Attempted Seizure of Affordable Housing Trust Funds
Whether you concur with the Mt. Laurel decisions or not, we can agree that there is a societal need to address housing affordability in our communities and that regardless of how this is addressed, the burden should not fall on local property taxpayers. As such, the State’s recent efforts to seize local affordable housing trust funds are shameful and as mayors we should be loudly objecting to the Governor and our legislators.
On May 1, the NJ Council on Affordable Housing (COAH) met for the first time in over two years to begin State efforts to seize an estimated $160 million dollars of municipal affordable housing trust funds. Then, on Monday, May 13 the Appellate Division issued an injunction, welcomed by local governments and housing advocates, which stayed the State’s efforts and scheduled a court date on June 5 to consider the matter – keep posted. This conflict results from a provision in a 2008 law requiring that municipalities expend or “commit to expend” trust fund dollars four years from the date of collection. COAH has knowingly opted to ignore the requirements of that law, failing to adopt regulations and to define “commit to expend,” as well as act on spending plans.
Municipalities are caught in a catch-22, at risk of being penalized for failing to comply with regulations that were never adopted. Municipalities were without the statutorily mandated guidance, without a definition of “committed to expend,” and without a viable plan in place detailing what obligations the State would impose on municipalities and approved means of compliance.
The affordable housing trust funds are collected by municipalities from developer fees to subsidize the provision of affordable housing. They are meant to assist municipalities in meeting their State mandated housing obligations and to provide a revenue source that is not dependent on the property tax. If the State is successful in taking this funding, it does not remove the State imposed obligations to provide affordable housing, but merely pushes that financial obligation onto property taxpayers and places further mandates on local governments.
It is noteworthy that the historic downturn in the real estate markets, to which construction of affordable housing is linked, has stalled many projects, a condition recognized and addressed by the Legislature via the Permit Extension Act of 2008, which has been further extended twice. However, while relief has been provided to developers on multiple occasions when a bill was approved by the Legislature in June 2012 to give municipalities similar relief, that is two additional years to commit their trust fund dollars, the Governor regretfully vetoed the bill.

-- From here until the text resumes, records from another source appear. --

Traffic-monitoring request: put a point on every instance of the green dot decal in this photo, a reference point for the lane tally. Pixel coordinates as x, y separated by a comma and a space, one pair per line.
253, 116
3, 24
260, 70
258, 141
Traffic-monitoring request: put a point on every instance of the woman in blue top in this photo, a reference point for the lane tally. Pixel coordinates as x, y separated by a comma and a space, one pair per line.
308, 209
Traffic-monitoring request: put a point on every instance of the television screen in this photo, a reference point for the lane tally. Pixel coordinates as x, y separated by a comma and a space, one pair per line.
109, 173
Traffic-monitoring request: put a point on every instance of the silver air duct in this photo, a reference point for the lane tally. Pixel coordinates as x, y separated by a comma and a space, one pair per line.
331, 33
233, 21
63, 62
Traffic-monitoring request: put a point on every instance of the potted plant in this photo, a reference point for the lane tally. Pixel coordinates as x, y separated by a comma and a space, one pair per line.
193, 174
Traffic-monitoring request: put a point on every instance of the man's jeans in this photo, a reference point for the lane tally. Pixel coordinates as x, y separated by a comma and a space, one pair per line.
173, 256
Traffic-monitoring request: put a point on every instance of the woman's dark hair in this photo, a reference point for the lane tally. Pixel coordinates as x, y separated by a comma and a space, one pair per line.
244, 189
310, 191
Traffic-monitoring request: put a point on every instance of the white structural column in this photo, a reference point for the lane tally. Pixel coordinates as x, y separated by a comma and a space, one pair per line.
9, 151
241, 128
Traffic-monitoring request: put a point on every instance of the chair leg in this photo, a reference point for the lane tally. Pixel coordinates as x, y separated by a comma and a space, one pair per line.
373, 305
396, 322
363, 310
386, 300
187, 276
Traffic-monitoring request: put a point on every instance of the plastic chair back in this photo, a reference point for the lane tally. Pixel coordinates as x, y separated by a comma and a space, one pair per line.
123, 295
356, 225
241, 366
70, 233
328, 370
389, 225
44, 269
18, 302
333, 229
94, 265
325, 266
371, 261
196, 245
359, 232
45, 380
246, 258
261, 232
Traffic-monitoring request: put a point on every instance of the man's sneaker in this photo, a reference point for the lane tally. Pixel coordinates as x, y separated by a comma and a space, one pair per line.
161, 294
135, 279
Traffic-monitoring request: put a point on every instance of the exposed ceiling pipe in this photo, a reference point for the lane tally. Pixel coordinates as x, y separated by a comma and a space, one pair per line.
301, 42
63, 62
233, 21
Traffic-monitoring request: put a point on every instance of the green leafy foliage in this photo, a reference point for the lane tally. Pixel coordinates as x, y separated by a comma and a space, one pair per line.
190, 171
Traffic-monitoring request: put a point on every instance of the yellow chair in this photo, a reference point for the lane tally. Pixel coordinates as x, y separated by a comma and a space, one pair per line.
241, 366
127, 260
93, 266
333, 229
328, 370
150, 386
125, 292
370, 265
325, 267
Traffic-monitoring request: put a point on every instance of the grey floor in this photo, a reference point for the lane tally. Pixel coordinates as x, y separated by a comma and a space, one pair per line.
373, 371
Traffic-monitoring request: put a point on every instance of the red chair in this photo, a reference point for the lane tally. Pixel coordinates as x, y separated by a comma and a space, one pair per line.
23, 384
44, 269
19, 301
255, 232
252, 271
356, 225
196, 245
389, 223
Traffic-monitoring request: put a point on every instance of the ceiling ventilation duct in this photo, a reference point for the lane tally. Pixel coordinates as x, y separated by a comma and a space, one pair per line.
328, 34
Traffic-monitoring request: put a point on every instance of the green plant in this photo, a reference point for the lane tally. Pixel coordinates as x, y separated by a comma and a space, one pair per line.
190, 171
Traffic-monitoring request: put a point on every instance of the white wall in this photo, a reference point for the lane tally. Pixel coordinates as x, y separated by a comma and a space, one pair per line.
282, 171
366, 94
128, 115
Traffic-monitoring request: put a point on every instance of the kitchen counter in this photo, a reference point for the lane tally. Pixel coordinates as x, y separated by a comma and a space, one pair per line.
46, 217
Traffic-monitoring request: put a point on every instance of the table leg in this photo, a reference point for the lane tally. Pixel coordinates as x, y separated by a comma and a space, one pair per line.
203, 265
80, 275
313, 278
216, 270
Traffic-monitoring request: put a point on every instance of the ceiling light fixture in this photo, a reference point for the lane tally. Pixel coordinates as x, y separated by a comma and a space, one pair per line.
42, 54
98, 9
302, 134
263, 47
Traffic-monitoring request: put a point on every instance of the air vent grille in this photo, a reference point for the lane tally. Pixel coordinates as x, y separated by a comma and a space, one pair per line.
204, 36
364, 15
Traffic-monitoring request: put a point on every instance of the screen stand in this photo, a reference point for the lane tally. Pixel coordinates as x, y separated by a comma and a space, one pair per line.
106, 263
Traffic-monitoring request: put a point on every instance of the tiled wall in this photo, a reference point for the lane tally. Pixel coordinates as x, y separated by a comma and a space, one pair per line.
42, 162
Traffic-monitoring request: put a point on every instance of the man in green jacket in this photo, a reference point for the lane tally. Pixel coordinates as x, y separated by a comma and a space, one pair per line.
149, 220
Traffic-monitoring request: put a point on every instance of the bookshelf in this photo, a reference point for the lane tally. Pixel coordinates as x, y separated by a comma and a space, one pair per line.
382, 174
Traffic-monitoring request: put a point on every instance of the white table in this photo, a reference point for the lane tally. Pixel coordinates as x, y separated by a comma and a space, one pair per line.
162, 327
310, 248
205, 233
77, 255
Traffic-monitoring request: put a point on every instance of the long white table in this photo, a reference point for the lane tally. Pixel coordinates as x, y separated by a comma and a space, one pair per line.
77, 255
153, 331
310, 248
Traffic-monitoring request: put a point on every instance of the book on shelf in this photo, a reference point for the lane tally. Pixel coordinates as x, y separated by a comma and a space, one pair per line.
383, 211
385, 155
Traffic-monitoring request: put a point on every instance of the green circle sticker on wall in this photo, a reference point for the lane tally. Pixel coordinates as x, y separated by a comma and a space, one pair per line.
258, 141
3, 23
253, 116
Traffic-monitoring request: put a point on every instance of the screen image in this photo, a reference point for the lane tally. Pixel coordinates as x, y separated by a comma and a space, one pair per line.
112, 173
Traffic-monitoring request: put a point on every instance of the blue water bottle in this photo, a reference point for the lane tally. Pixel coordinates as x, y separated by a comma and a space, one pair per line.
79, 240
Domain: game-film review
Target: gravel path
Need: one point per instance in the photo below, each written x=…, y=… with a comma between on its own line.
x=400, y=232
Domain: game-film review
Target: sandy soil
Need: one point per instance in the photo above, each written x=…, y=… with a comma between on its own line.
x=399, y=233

Municipal affordable housing trusts are precisely that, trust funds dedicated to the provision of affordable housing and assisting municipalities to meet their State imposed obligations. If the State is successful in seizing these trust funds, it would not be under the same obligation to use the funding for housing. Since this funding is anticipated as general revenue in the current budget, the State could instead use this funding to offset any budget shortfalls or spend on completely unrelated programs.
Hopefully, the Courts involvement will allow for reconsideration of misguided State actions. It is time to stop the State efforts to seize this funding and, instead, partner with local leaders to develop and implement a statewide affordable housing policy that is rational, achievable and does not perpetuate a financial obligation to our taxpayers.